Understanding inverse condemnation

Inverse condemnation occurs when the government violates the eminent domain provision of the United States Constitution’s Fifth Amendment. This action involves its failure to pay just compensation to property owners upon seizing land. It happens in three distinct ways:

  • A state or federal project takes place on part of the premises of an existing parcel. While the seizure of land leaves the main structure intact, the loss of certain facilities damages the whole property, which the owner does not receive fair compensation for.
  • Property owners cannot use their land in a meaningful way due to government regulations. These restrictions include zoning or environmental laws which could cause them economic losses.
  • The government fails to compensate a property owner properly after seizing their land.

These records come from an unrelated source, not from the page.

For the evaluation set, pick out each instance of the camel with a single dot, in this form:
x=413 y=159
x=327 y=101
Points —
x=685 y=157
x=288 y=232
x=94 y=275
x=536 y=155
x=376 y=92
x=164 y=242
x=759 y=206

Fighting inverse condemnation

Ohio’s threshold for proving inverse condemnation is high. Property owners must first draft a writ of mandamus, compelling the government to exercise its duties in the proper manner. The writ will only receive approval if it provides unassailable evidence of unjust taking. In the writ, property owners must:

  • Show that the government took or damaged their property
  • Prove that they have financial interest the property taken or damaged
  • Provide evidence that the property taken or damaged was for a project that the government approved or participated in
  • Show that the government’s activity resulted in the property’s taking or damages

If a judge grants the writ, the property owner will enter further proceedings. These hearings will determine the appropriate compensation for their property. Yet, their writ may face rejection. Or, the property owner may not want to spend time and money filing one. In this case, a 2019 Supreme Court ruling decreed that they can make an action in federal court against inverse condemnation.

Inverse condemnation violates eminent domain laws. When property owners face this unfair practice, they have a right to recourse. An attorney with eminent domain experience can help them achieve it.